In most of the Midwestern and Eastern United States, a sufficiently low water table and lack of seismic activity means many homes are built with full underground foundations rather than concrete slabs. The weather may not be perfect year-round, but the extra storage space or even living space is one advantage northern homes have over their California and Florida counterparts. But even this big advantage comes with some drawbacks. Namely, that water can infiltrate a basement and lead to mold growth or even structural damage. If you encounter dampness in your basement, you’ll need to intercept it before the problem gets worse. Here are some of the most common causes of damp basements and what you can do to stop the seepage.
Precipitation and Soil Moisture
New England is no stranger to precipitation, whether it’s rain, snow, sleet, or the dreaded “wintry mix.” All that water eventually needs somewhere to go. The ground can generally absorb precipitation without incident. Heavy rainfall or snowmelt can oversaturate the soil, particularly if the soil is insufficiently dense. This water can get into a home through the pores of the concrete foundation. Properly installed gutters and downspouts will divert water from the foundation, lowering the likelihood of seepage from precipitation.

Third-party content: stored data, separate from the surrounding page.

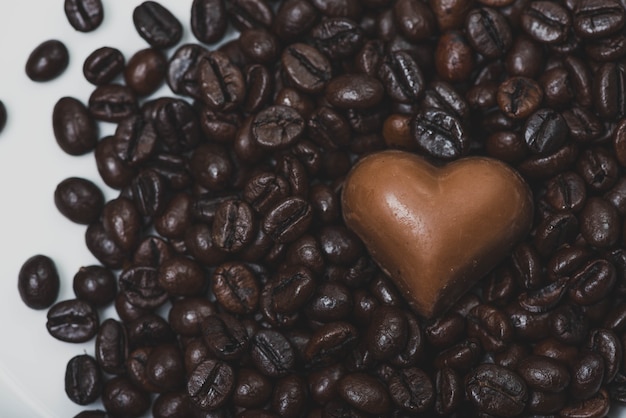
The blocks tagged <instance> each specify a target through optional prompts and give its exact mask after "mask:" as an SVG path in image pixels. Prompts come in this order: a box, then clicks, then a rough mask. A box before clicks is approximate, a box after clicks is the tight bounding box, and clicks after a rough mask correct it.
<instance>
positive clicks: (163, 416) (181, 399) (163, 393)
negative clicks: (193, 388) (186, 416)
mask: <svg viewBox="0 0 626 418" xmlns="http://www.w3.org/2000/svg"><path fill="white" fill-rule="evenodd" d="M191 414H192V410H191V401H190V400H189V397H188V396H187V393H185V392H183V391H180V390H179V391H175V392H167V393H163V394H160V395H159V396H158V397H157V398H156V399H155V400H154V403H153V404H152V416H153V417H154V418H173V417H176V416H189V415H191Z"/></svg>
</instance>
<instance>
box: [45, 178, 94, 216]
mask: <svg viewBox="0 0 626 418" xmlns="http://www.w3.org/2000/svg"><path fill="white" fill-rule="evenodd" d="M54 204H55V206H56V207H57V209H58V210H59V212H61V214H63V215H64V216H65V217H66V218H68V219H69V220H71V221H72V222H76V223H79V224H84V225H88V224H90V223H91V222H94V221H96V220H97V219H98V217H99V216H100V213H101V212H102V208H103V207H104V195H103V193H102V190H100V188H99V187H98V186H97V185H95V184H94V183H93V182H91V181H89V180H87V179H84V178H80V177H69V178H67V179H65V180H63V181H61V182H60V183H59V184H58V185H57V187H56V189H55V191H54Z"/></svg>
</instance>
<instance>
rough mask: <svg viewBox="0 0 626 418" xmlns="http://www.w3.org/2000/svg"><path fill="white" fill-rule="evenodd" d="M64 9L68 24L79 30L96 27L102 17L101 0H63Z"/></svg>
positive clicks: (79, 30) (101, 8)
mask: <svg viewBox="0 0 626 418" xmlns="http://www.w3.org/2000/svg"><path fill="white" fill-rule="evenodd" d="M64 10H65V16H66V17H67V20H68V21H69V22H70V25H72V27H73V28H74V29H76V30H77V31H80V32H91V31H93V30H95V29H97V28H98V27H99V26H100V24H101V23H102V20H103V19H104V9H103V7H102V1H101V0H65V5H64Z"/></svg>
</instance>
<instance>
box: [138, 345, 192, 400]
mask: <svg viewBox="0 0 626 418" xmlns="http://www.w3.org/2000/svg"><path fill="white" fill-rule="evenodd" d="M146 376H147V378H148V380H150V382H151V383H153V384H154V385H156V386H157V387H159V389H161V391H163V392H165V391H171V390H174V389H177V388H179V387H181V386H182V385H183V384H184V382H185V369H184V366H183V358H182V354H181V352H180V349H179V348H178V347H177V346H175V345H170V344H165V345H160V346H157V347H155V348H154V349H153V350H152V351H151V352H150V355H149V356H148V361H147V362H146Z"/></svg>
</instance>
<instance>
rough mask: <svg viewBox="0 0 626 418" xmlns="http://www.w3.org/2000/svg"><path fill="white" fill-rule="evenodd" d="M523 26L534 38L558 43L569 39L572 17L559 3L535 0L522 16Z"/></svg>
mask: <svg viewBox="0 0 626 418" xmlns="http://www.w3.org/2000/svg"><path fill="white" fill-rule="evenodd" d="M521 23H522V28H523V29H524V31H525V32H526V33H527V34H528V35H529V36H530V37H531V38H533V39H534V40H536V41H538V42H541V43H546V44H555V43H556V44H558V43H562V42H564V41H565V40H566V39H567V36H568V31H569V30H570V27H571V25H572V19H571V17H570V14H569V13H568V11H567V9H566V8H565V7H563V6H561V5H560V4H558V3H552V2H548V1H533V2H531V3H530V4H529V5H528V8H527V9H526V10H525V11H524V12H523V13H522V16H521Z"/></svg>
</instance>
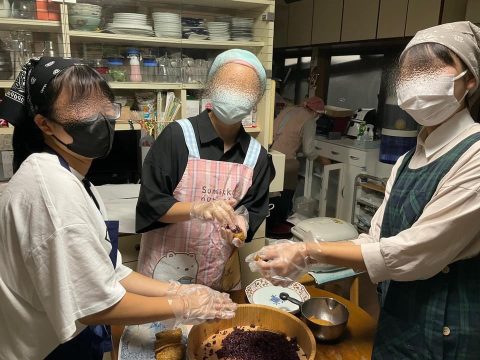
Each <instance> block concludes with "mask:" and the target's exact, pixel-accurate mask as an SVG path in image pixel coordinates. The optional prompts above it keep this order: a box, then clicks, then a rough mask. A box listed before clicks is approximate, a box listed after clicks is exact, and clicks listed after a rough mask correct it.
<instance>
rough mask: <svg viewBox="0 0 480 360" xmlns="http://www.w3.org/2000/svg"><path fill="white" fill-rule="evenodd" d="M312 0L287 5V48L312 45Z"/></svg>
mask: <svg viewBox="0 0 480 360" xmlns="http://www.w3.org/2000/svg"><path fill="white" fill-rule="evenodd" d="M312 14H313V0H300V1H297V2H294V3H291V4H289V5H288V36H287V46H306V45H310V44H311V43H312V20H313V16H312Z"/></svg>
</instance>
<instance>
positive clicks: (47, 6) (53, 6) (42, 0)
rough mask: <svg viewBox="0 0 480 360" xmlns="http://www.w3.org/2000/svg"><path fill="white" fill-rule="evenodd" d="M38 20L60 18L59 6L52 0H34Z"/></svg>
mask: <svg viewBox="0 0 480 360" xmlns="http://www.w3.org/2000/svg"><path fill="white" fill-rule="evenodd" d="M36 4H37V19H38V20H51V21H59V20H60V7H59V5H58V3H54V2H53V1H52V0H36Z"/></svg>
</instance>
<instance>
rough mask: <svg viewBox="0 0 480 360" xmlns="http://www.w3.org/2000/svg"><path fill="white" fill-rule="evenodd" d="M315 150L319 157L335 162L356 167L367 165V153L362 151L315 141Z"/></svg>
mask: <svg viewBox="0 0 480 360" xmlns="http://www.w3.org/2000/svg"><path fill="white" fill-rule="evenodd" d="M315 149H317V150H318V151H319V154H320V156H323V157H325V158H328V159H331V160H334V161H336V162H342V163H345V164H349V165H354V166H358V167H365V166H366V163H367V153H366V152H365V151H362V150H358V149H353V148H350V147H347V146H341V145H336V144H329V143H325V142H322V141H318V140H316V141H315Z"/></svg>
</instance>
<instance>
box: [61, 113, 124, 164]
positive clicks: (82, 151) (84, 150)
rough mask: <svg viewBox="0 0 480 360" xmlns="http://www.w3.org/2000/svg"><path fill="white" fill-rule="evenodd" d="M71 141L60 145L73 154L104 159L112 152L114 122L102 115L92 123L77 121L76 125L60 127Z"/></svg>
mask: <svg viewBox="0 0 480 360" xmlns="http://www.w3.org/2000/svg"><path fill="white" fill-rule="evenodd" d="M62 126H63V128H64V129H65V131H66V132H67V133H68V135H70V136H71V137H72V139H73V143H71V144H65V143H64V142H63V141H61V140H60V139H58V138H57V137H56V136H55V135H53V136H54V137H55V139H57V140H58V141H59V142H60V143H61V144H63V145H64V146H65V147H67V148H68V149H69V150H71V151H73V152H74V153H76V154H78V155H81V156H84V157H86V158H90V159H97V158H102V157H106V156H107V155H108V154H109V153H110V150H112V145H113V137H114V135H115V120H114V119H107V118H105V117H104V116H103V115H101V117H100V118H99V119H96V120H93V121H79V122H78V123H74V124H69V125H62Z"/></svg>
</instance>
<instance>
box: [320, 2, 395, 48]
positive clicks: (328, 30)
mask: <svg viewBox="0 0 480 360" xmlns="http://www.w3.org/2000/svg"><path fill="white" fill-rule="evenodd" d="M342 15H343V0H314V2H313V24H312V44H325V43H334V42H339V41H340V32H341V29H342ZM402 35H403V34H402Z"/></svg>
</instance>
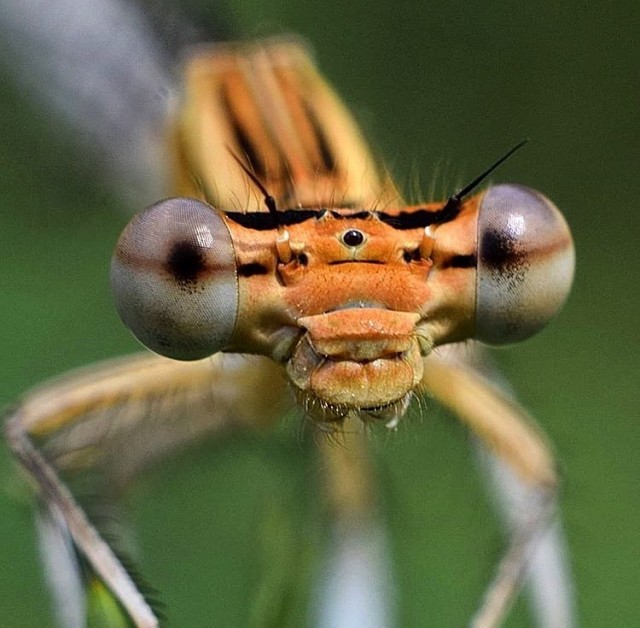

Appliance and Furnace Leaks
Moisture that develops within the home can be just as damaging as moisture that comes in from outside. Where there is human activity, there is water. Which entails not only the plumbing on which we rely but also many of our appliances. Washing machines and refrigerators can lead to leaks, but even dryers and furnaces can leak water as well due to improper or insufficient venting and filtration. Because so many basements are finished or semi-finished, the spaces must contend with both directly usage-based moisture and indirect moisture from appliances and the HVAC system. Check on all your appliances and your furnace to make sure they’re in proper working order. In addition, avoid using humidifiers to treat basement air.
Even without rainfall, springs and summers often bring very humid air. Which can find its way into basements and condense into water. One of the most common causes of damp basements in the absence of a torrential downpour is this accumulated condensation. Cracking open the basement windows to get some fresh air is appealing, especially considering how stale basement air can get after a long winter. But as the warm outdoor air meets the cool concrete, the water in the air will inevitably condense and collect. No homeowner wants to see water in their basement. However, it can be reassuring to know the water isn’t emanating from cracks in the foundation or from a faulty furnace.